Future of TBC There are a lot of possibilities in the improvements and unresolved problems which are needed to be solved.

Improvements Top coat

The ceramics currently used in topcoat were selected because of its low thermal conductivity, resistance to sintering, capability to deposit with constant composition. Despite of these advantages there is a worldwide search of oxides having superior properties and most important property looked for is low thermal conductivity. Bondcoat

Today most of the focus is on this layer of TBC as they have to supply AL to form TGO and maintain cohesion without reacting with it and be elastic at highest temperature of operation and resistance to cavitation resulted by thermal cycle. Operate at highest temperature to minimize the cooling air required for blades and vanes and also have resistance to react with the superalloy. The problems needed to be solved are like to minimize the deformation at operating temperature and intermediate temperature. To minimize interdiffusion with the underlying superalloy to prevent the formation of brittle intermetals, and how to deliver critical elements in addition to Al, such as Hf and Y, to the growing TGO to minimize its inelastic plastic deformation under thermal cycling. Processing

A critical aspect of ceramic TBCs, in addition to the material, is the coating defect architecture facilitated by processing. To meet the future demands of the industry new processing techniques are to be developed.
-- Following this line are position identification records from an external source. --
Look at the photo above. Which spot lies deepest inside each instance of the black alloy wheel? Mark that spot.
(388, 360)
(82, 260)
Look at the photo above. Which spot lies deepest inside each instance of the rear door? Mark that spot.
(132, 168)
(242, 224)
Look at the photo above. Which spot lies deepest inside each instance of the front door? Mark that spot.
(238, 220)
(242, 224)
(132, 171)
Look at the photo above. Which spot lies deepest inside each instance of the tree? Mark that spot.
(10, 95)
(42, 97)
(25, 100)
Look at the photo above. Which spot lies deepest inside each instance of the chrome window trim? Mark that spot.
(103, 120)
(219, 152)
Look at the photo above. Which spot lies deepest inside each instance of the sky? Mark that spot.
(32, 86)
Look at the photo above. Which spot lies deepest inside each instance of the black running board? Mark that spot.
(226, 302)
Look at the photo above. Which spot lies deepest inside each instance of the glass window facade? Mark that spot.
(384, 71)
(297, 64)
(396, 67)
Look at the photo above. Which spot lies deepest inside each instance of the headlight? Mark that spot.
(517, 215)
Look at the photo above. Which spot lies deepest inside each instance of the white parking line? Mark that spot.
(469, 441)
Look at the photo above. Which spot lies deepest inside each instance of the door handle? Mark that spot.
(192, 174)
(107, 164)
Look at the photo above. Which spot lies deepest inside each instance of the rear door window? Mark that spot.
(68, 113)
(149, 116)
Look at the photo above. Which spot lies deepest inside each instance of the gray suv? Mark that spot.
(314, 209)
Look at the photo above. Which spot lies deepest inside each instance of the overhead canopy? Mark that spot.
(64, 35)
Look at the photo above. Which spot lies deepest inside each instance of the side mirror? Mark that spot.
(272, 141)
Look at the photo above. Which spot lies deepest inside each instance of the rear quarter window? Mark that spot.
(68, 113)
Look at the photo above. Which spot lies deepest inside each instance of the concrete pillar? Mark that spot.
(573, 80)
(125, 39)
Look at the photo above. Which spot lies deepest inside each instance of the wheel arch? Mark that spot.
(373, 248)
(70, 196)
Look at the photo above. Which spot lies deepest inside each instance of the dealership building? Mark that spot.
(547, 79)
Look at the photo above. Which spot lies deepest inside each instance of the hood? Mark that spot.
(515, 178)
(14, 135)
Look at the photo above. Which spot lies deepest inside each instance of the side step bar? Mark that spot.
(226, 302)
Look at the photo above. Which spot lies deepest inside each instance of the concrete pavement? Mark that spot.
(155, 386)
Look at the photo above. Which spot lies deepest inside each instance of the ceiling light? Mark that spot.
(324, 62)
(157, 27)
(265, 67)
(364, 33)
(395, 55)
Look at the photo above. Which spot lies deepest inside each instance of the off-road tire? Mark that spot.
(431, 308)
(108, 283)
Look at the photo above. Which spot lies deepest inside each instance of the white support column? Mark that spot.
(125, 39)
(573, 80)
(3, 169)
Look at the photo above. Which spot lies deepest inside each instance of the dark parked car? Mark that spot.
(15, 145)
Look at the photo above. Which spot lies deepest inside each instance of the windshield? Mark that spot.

Problems There are problems during the operations of TBC such as “Attack by molten deposits and its mitigation”. These are the silicates sucked by the engine and at high temperature melts and gets deposited at the Top coat this leads to the degradation of 7YSZ TBCs. This directly affects the higher temperature operations and reduced Efficiency. It appears that wetting of TBCs by the molten CMAS (calcium-magnesium-alumina-silicate) glass and dissolution of YSZ grain in that glass.